You are a HELLSPAWN DAY LABORER, one of the many members of the workforce of Hell. More specifically, you are in a position that could best be described as MIDDLE MANAGEMENT, and, even more specifically, you are one of a number of employees in charge of PROCESSING OF THE DAMNED. You were fairly recently promoted to this position from the much less favorable job of FINANCES. Finances in Hell are confusing for everyone, and you're not quite sure exactly what the currency in Hell even is. No one knows.

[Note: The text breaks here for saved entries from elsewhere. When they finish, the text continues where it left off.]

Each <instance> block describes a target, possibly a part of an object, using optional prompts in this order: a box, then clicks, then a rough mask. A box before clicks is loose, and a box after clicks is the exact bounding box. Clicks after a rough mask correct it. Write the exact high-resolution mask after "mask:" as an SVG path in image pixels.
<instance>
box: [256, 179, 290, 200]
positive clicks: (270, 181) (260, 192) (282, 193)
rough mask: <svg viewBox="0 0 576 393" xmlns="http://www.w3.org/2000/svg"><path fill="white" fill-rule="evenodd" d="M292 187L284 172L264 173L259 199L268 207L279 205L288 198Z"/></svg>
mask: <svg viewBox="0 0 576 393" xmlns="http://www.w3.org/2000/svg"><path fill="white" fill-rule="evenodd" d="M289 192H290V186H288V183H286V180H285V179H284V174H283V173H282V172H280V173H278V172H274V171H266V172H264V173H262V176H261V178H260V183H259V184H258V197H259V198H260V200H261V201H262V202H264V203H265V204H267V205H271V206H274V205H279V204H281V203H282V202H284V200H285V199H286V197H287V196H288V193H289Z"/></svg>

Your position mostly involves monitoring the souls of the damned as they enter Hell and sorting them out into the proper IRONIC PUNISHMENTS for eternity. Fairly par for the course. Though you hope to one day be promoted to the elite position of EXECUTIVE HELLSPAWN, such a position is not very easy to attain. Besides, the job you have right now isn't without its perks. For example, that PITCHFORK you're holding. Though it primarily acts as a sharp, pointy implement of pain (or agriculture), it can also perform a number of secondary functions that you frequently make use of. Your position also grants you the ability to SHAPESHIFT, albeit with a number of restrictions which are probably there to keep you from taking over Hell or something. You've heard that Executives have much fewer restrictions on their abilities, though.
But perhaps you're getting off-topic. You stand in your DIMINUTIVE OFFICE, not much larger than your previous cubicle, but carved out of authentic Hellstone rather than that particle board stuff they use for the cubicles. Your COMPUTER lies on your desk, as do a great number of DOCUMENTS.
But before we get into any of that, what is your name?